Their relationship is established as platonic early on — Lynsey tells James she’s a lesbian — so the audience can temper its expectation. These are two lonely people whose own raised guards keep others at bay. In their scenes together, Lawrence and Henry have a lovely chemistry, manifested not just in their banter but in their silences and pauses. So much is hinted at, or alluded to, in their conversations, potential minefields that they cautiously avoid due to the skittishness inherent in trauma. Together, they’re a graceful duet, with Henry’s excellent performance matching Lawrence’s note for note.

Brian Tyree Henry and Jennifer Lawrence in "Causeway."Wilson Webb/Apple TV+ via AP

Emond plays Gloria, Lynsey’s mother. Though she loves her daughter, she’s not very reliable, and the strain in their relationship reveals itself through the actors’ body language and the subtext of their conversations. Lynsey has put up with a lifetime of her family’s substance abuse, to the point where she enlisted to get away. Lynsey’s deaf brother (Pullen) struggles with addiction, and Gloria appears to enjoy more than a few belts of booze herself. The stiff cocktail of drugs Lynsey’s neurologist Dr. Lucas (Henderson) prescribed to keep her functioning prevents her from partaking in heavy drinking, though she does occasionally have beers with James after she finishes her day job cleaning pools.


“You’ve been drinking?” Gloria asks at one point. “I thought you were the responsible one.” When Lynsey protests, her mother adds, “Well, don’t turn into your Aunt Leslie, or anyone else from my family.”

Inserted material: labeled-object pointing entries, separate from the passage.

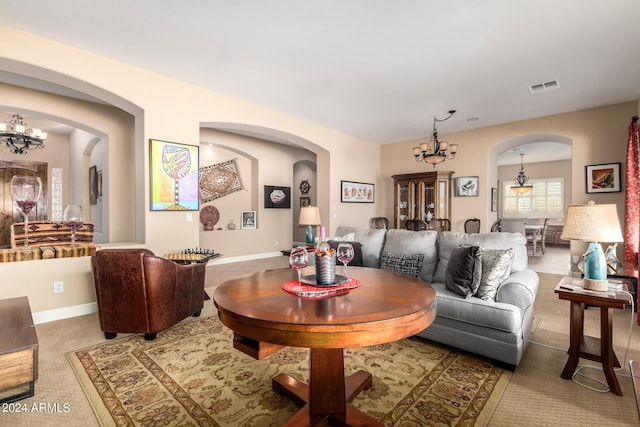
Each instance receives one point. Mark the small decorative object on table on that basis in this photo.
(299, 259)
(325, 265)
(26, 191)
(72, 217)
(345, 255)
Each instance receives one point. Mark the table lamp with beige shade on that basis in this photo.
(309, 216)
(594, 224)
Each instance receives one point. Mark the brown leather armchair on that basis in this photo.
(138, 292)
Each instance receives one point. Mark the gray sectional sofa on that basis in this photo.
(498, 329)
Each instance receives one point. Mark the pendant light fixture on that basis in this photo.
(521, 184)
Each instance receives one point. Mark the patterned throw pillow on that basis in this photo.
(496, 267)
(405, 264)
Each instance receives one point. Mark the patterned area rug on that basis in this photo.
(191, 376)
(219, 180)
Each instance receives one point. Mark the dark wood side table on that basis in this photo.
(387, 307)
(591, 348)
(18, 347)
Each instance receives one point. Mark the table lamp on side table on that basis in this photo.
(309, 216)
(594, 224)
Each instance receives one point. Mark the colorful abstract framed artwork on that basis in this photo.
(603, 178)
(173, 170)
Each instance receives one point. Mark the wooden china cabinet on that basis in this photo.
(417, 193)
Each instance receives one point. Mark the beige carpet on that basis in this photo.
(190, 375)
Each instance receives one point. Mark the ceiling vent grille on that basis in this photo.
(544, 87)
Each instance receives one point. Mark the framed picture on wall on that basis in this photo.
(603, 178)
(173, 173)
(356, 192)
(494, 199)
(277, 197)
(467, 186)
(248, 220)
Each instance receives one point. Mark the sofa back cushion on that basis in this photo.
(448, 241)
(372, 241)
(406, 242)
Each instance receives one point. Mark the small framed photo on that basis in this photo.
(467, 186)
(603, 178)
(248, 220)
(356, 192)
(277, 197)
(494, 199)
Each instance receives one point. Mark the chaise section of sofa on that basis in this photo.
(498, 328)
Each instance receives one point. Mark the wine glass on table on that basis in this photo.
(26, 191)
(72, 217)
(299, 259)
(345, 255)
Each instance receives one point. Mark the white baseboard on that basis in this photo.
(64, 313)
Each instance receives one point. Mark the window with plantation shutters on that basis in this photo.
(545, 200)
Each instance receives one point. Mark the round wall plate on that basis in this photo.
(209, 215)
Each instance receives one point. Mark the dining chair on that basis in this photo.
(512, 226)
(472, 225)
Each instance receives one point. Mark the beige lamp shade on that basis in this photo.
(592, 223)
(309, 215)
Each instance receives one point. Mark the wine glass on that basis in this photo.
(26, 191)
(72, 217)
(299, 259)
(345, 255)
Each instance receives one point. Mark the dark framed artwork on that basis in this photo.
(356, 192)
(277, 197)
(93, 185)
(494, 199)
(173, 170)
(248, 220)
(603, 178)
(467, 186)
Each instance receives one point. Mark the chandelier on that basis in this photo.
(19, 137)
(435, 151)
(520, 182)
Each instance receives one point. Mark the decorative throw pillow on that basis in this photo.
(496, 267)
(357, 252)
(464, 271)
(405, 264)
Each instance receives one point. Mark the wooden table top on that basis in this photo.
(386, 307)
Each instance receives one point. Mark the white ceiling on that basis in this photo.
(376, 69)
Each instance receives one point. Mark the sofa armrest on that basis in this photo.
(519, 289)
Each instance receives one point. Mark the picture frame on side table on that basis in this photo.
(356, 192)
(468, 186)
(604, 178)
(248, 220)
(173, 170)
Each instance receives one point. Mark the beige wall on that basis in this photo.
(166, 109)
(597, 135)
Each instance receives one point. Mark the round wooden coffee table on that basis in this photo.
(387, 307)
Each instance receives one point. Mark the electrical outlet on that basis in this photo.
(58, 287)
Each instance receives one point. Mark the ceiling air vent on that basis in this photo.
(544, 87)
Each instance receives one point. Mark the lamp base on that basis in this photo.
(596, 285)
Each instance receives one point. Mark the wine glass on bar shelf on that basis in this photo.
(26, 191)
(299, 259)
(345, 255)
(72, 217)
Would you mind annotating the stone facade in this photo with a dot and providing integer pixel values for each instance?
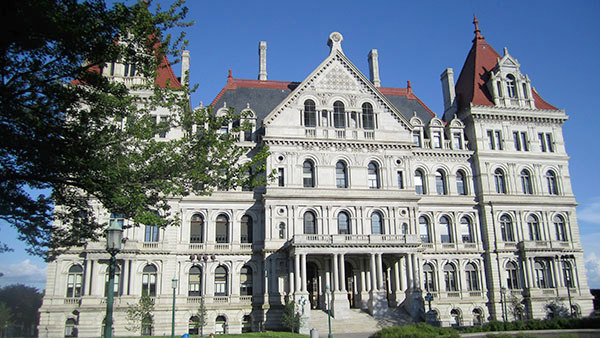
(377, 202)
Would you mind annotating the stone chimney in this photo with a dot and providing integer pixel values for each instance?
(374, 68)
(185, 64)
(448, 92)
(262, 61)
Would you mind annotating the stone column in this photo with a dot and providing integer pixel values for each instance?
(297, 273)
(303, 258)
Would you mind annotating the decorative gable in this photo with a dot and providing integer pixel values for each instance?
(337, 101)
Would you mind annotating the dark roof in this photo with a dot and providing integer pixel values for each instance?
(264, 96)
(471, 85)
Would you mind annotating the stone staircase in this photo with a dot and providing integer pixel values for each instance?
(357, 322)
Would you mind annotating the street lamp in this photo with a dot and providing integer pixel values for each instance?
(328, 293)
(114, 236)
(503, 291)
(174, 286)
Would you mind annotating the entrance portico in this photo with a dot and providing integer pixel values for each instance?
(371, 272)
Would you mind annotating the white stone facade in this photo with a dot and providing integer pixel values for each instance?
(377, 202)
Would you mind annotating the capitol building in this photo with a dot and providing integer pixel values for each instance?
(377, 201)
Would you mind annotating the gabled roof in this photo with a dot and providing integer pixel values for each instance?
(471, 85)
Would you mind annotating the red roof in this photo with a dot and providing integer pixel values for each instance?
(471, 85)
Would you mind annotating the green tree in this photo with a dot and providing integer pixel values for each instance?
(68, 130)
(291, 318)
(5, 319)
(139, 315)
(24, 303)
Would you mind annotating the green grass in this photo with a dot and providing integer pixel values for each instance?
(266, 334)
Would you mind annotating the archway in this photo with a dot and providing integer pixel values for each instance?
(312, 284)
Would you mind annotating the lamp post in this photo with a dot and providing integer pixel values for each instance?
(328, 293)
(114, 236)
(503, 292)
(174, 286)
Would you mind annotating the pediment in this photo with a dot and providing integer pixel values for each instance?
(336, 78)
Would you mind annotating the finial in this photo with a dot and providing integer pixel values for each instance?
(477, 32)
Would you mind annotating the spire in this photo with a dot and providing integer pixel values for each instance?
(477, 32)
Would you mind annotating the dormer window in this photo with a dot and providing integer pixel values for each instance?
(511, 86)
(368, 118)
(339, 115)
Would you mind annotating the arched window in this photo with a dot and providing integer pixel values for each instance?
(149, 281)
(246, 281)
(472, 277)
(526, 182)
(461, 183)
(368, 117)
(310, 224)
(424, 229)
(568, 274)
(540, 275)
(456, 318)
(511, 86)
(373, 175)
(445, 230)
(70, 328)
(221, 288)
(246, 230)
(450, 277)
(193, 325)
(534, 228)
(561, 230)
(512, 278)
(343, 223)
(500, 181)
(195, 282)
(308, 174)
(341, 175)
(222, 229)
(552, 182)
(420, 188)
(310, 114)
(376, 223)
(428, 278)
(466, 229)
(507, 228)
(221, 325)
(197, 229)
(440, 182)
(74, 281)
(339, 115)
(116, 289)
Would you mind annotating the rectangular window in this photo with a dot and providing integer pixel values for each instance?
(498, 137)
(400, 180)
(280, 177)
(457, 141)
(491, 142)
(437, 140)
(417, 138)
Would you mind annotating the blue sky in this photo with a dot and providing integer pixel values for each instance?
(556, 42)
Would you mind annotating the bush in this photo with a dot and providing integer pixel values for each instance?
(419, 330)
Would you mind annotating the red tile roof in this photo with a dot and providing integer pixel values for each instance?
(471, 85)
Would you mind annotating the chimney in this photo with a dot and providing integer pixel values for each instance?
(374, 68)
(262, 61)
(447, 78)
(185, 65)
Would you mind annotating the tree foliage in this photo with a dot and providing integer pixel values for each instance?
(91, 141)
(24, 303)
(140, 314)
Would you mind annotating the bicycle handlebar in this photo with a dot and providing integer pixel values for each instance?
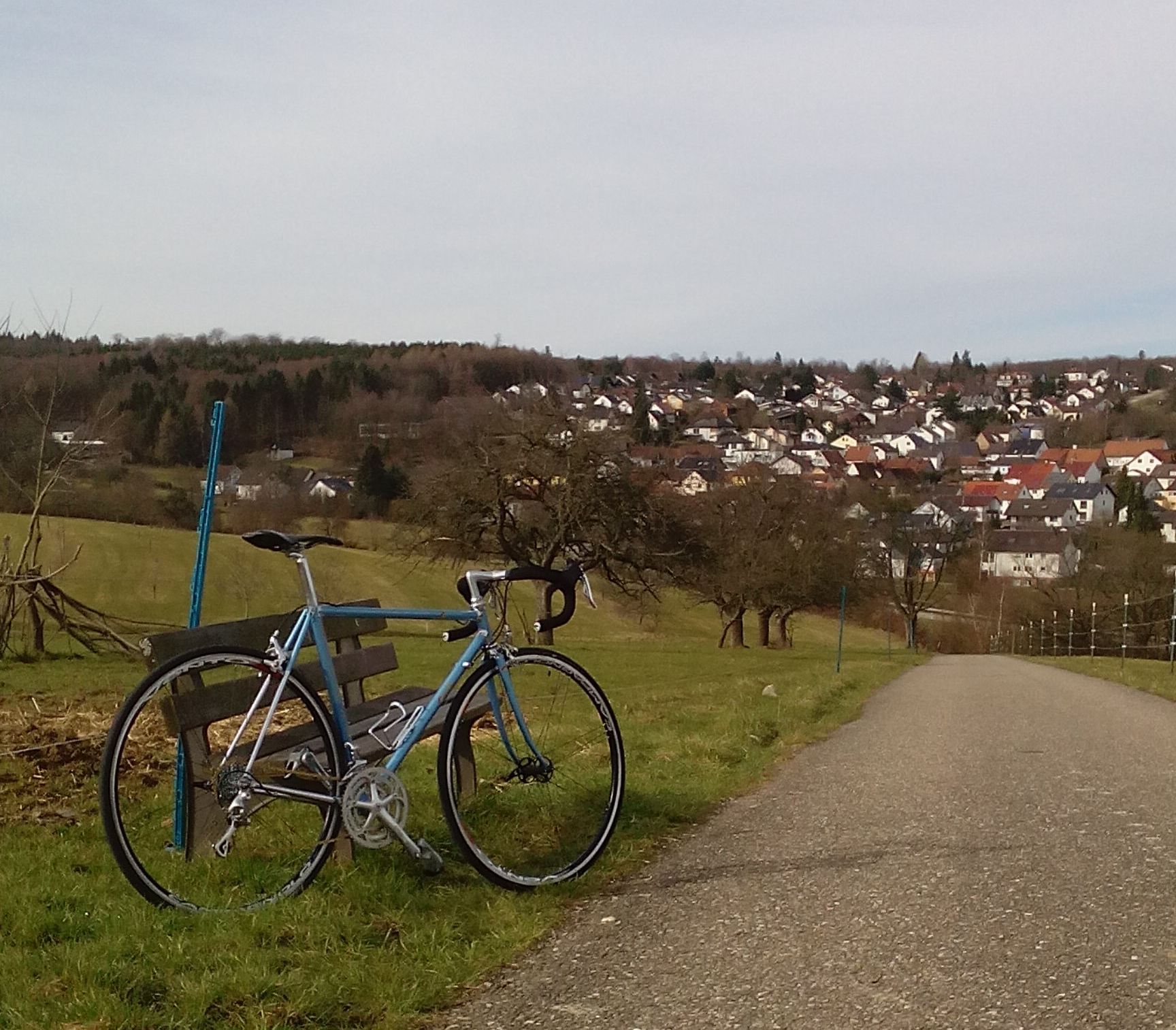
(564, 580)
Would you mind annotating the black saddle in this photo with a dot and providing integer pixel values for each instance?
(287, 542)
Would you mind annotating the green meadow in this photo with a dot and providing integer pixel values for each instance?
(374, 942)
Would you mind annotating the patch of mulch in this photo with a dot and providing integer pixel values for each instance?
(50, 754)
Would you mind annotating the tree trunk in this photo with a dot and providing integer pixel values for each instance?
(765, 615)
(733, 627)
(786, 636)
(544, 593)
(38, 625)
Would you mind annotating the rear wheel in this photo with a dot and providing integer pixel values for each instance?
(167, 792)
(544, 791)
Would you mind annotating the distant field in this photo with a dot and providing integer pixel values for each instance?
(373, 943)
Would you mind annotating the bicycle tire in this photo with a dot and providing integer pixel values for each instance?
(137, 794)
(506, 823)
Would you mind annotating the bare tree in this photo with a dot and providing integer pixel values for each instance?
(34, 467)
(912, 554)
(774, 548)
(533, 487)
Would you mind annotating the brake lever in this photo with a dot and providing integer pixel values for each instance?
(587, 588)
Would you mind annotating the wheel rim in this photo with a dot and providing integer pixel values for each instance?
(536, 818)
(285, 842)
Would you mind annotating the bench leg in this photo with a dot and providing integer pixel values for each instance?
(345, 849)
(463, 760)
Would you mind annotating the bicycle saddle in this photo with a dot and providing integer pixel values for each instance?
(287, 542)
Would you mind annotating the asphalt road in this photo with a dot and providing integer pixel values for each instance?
(993, 844)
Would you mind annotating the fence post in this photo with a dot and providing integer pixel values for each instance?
(1171, 633)
(1122, 660)
(841, 626)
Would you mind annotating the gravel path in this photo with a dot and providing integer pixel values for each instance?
(993, 844)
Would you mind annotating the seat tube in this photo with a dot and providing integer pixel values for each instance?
(338, 713)
(504, 675)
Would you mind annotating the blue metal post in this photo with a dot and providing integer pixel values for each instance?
(203, 531)
(841, 625)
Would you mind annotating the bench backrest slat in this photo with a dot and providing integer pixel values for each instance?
(198, 708)
(255, 633)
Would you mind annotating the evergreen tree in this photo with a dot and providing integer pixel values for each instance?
(642, 433)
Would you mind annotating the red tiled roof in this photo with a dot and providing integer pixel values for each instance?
(1132, 448)
(1001, 491)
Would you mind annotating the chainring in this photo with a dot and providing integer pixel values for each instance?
(371, 793)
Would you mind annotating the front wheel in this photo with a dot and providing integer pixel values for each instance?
(531, 770)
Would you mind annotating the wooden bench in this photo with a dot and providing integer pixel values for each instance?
(195, 707)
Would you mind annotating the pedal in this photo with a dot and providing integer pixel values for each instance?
(307, 760)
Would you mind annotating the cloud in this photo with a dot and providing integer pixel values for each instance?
(601, 178)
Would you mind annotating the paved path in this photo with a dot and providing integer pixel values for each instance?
(993, 844)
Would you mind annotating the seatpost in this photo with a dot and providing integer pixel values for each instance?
(304, 571)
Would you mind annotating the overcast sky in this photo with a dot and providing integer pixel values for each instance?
(822, 179)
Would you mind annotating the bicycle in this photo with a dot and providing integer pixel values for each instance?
(546, 746)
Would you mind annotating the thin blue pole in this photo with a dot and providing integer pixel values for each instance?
(205, 526)
(203, 531)
(841, 625)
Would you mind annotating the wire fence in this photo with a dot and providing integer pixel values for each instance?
(1135, 628)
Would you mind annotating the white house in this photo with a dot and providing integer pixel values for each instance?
(326, 488)
(1024, 555)
(1093, 502)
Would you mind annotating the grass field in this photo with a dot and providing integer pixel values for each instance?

Family is another point of commiseration for Lynsey and James, though his story is far more tragic. As more information is revealed about how James lost his leg and the fiancee who left him afterward, “Causeway” makes its one big dramatic mistake: It betrays its two lead characters just so there can be some form of second-act conflict. As irritating as this development is, it leads to Henry’s best scene, a monologue that should serve as an Oscar clip if there’s any justice.

Neugebauer uses water as a repeated motif in “Causeway.” It’s in the pools Lynsey cleans and occasionally immerses herself in when her customers aren’t home. It’s in the shower she retreats to under stress. And it was in her original job as an Army Corps of Engineers water and dam specialist, which she hopes to return to if Dr. Lucas signs her waiver. Any metaphoric meaning is left up to the viewer, who will be too busy basking in the fine performances to give it much thought.



Directed by Lila Neugebauer. Written by Ottessa Moshfegh, Luke Goebel, and Elizabeth Sanders. Starring Jennifer Lawrence, Stephen McKinley Henderson, Linda Emond, Will Pullen, and Brian Tyree Henry. 92 minutes. On Apple TV+. R (a few F-bombs and some drug use).